Monday, February 15, 2010

Unintended Consequences



Charles Krauthammer writes:

By the end of this year, there will be no shuttle, no U.S. manned space program, no way for us to get into space. We're not talking about Mars or the moon here. We're talking about low-Earth orbit, which the U.S. has dominated for nearly half a century and from which it is now retiring with nary a whimper.

Our absence from low-Earth orbit was meant to last a few years, the interval between the retirement of the fatally fragile space shuttle and its replacement with the Constellation program (Ares booster, Orion capsule, Altair lunar lander) to take astronauts more cheaply and safely back to space.

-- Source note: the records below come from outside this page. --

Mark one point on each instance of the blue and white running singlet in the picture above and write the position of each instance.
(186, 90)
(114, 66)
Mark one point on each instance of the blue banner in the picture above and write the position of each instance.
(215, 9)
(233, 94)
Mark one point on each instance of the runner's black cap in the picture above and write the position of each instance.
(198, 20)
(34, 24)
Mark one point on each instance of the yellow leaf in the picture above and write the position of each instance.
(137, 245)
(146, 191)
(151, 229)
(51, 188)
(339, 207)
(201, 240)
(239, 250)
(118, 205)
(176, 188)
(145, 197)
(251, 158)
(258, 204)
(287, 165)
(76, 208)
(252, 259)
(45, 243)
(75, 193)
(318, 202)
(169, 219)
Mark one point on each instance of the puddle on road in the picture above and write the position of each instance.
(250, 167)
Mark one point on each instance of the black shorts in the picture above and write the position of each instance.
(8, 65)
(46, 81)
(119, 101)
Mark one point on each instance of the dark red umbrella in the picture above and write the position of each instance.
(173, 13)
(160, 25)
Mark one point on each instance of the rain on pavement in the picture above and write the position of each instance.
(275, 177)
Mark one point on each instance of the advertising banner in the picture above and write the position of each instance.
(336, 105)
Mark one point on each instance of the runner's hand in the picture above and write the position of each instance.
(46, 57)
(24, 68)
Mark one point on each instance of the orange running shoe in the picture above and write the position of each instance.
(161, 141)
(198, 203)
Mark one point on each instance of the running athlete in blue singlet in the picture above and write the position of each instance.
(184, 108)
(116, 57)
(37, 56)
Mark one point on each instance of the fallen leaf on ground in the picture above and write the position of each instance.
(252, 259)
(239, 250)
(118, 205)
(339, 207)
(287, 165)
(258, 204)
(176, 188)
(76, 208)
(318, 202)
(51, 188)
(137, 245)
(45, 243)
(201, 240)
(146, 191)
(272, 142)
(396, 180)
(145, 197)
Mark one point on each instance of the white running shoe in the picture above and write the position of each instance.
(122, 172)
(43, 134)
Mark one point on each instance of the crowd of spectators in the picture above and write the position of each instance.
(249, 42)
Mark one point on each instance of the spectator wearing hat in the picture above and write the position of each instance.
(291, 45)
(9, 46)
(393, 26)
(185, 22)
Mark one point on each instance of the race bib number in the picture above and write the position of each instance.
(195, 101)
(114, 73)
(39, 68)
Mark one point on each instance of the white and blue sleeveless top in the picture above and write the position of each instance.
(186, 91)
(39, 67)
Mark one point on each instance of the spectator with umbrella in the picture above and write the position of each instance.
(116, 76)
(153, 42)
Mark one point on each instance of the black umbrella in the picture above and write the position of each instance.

But the Obama 2011 budget kills Constellation. Instead, we shall have nothing. For the first time since John Glenn flew in 1962, the U.S. will have no access of its own for humans into space -- and no prospect of getting there in the foreseeable future.

The O-spin is that this will be a boost to the private space industry. I kind of doubt the private space industry will be able to fill the gap. But I guess we'll see.

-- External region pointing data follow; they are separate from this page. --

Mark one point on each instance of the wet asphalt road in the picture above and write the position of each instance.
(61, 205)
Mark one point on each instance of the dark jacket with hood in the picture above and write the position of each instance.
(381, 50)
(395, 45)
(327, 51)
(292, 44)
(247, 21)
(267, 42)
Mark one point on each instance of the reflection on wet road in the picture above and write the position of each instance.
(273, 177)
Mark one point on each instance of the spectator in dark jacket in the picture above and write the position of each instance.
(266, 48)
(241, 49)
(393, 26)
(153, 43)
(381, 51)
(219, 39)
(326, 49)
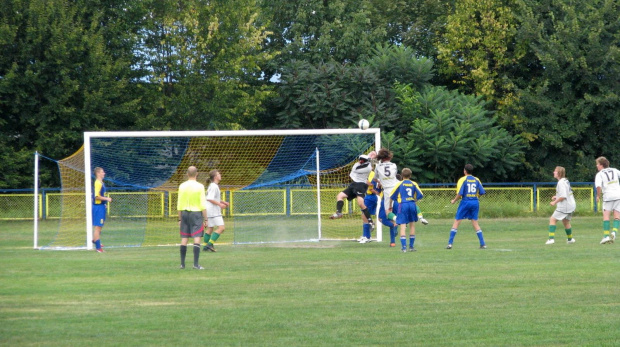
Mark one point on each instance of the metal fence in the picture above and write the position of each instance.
(501, 199)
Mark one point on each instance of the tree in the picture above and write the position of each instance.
(568, 101)
(449, 129)
(204, 60)
(478, 50)
(332, 95)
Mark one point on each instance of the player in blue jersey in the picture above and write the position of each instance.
(370, 200)
(468, 189)
(406, 193)
(100, 202)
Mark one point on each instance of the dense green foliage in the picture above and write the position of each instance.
(547, 71)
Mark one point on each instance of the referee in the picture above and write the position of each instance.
(192, 207)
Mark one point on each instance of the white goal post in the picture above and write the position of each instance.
(111, 137)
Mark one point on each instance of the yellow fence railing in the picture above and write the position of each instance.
(498, 201)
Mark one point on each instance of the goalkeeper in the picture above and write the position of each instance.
(357, 189)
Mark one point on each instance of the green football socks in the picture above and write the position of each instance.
(214, 237)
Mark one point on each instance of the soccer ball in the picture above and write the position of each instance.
(391, 216)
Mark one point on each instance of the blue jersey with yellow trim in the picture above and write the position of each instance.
(373, 184)
(469, 188)
(406, 191)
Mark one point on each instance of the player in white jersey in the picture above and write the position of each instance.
(385, 173)
(357, 189)
(565, 205)
(606, 183)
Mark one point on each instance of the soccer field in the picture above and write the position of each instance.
(519, 291)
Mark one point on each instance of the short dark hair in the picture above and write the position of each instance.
(469, 168)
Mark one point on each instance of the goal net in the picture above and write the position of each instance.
(281, 185)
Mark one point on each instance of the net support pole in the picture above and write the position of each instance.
(318, 190)
(379, 226)
(36, 200)
(88, 192)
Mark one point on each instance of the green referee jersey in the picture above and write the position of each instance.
(191, 196)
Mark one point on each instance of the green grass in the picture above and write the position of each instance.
(517, 292)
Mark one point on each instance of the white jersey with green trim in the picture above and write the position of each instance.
(386, 172)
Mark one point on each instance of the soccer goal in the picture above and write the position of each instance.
(281, 184)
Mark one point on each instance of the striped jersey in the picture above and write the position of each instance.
(386, 172)
(607, 179)
(469, 188)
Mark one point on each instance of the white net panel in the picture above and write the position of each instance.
(270, 181)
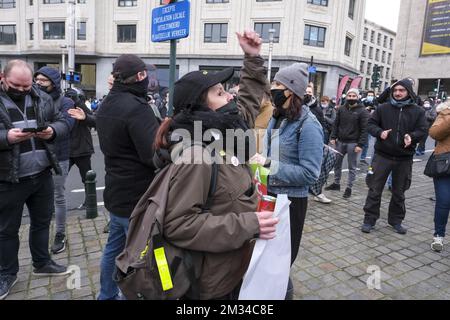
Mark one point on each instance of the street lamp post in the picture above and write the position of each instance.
(63, 65)
(271, 40)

Possibly this year's science fair winner will grow up to join NASA, where he or she will endeavor to catch up with China's space program. So maybe Obama is just challenging our youths to excel.

But reading the above, what struck me was that quite possibly NASA's own James "AGW Jim" Hansen had a hand in his colleagues being handed pink slips. After all, isn't the specter of cap-n-trade a drag on this recovery? Even if the House bill fails, the EPA is in the wings threatening to save us. Sure we'll be bled dry in the process, but you can't make an omelet without nationalizing some eggs.

So here's Hansen, saying, no, sorry, I don't have a cardboard box to help you clean out your desk, and watching as even Phil Jones of CRU backpedals:

* Data for vital 'hockey stick graph' has gone missing
* There has been no global warming since 1995
* Warming periods have happened before - but NOT due to man-made changes

NASA is being squeezed to help ease a huge deficit, but Hansen is still useful, so he'll be safe for a long while. The only threat to his job would be if he reexamined the science and toned down his Cap and Trade cheerleading. But there's little chance of that. Hansen is a scientist (damit) and everyone knows that the scientific method demands making up your mind (the time for debate is over) and holding on to that belief like a bulldog.

I'd rather see an emphasis on recovery as weapon against debt but that's not going to happen until voters demand it.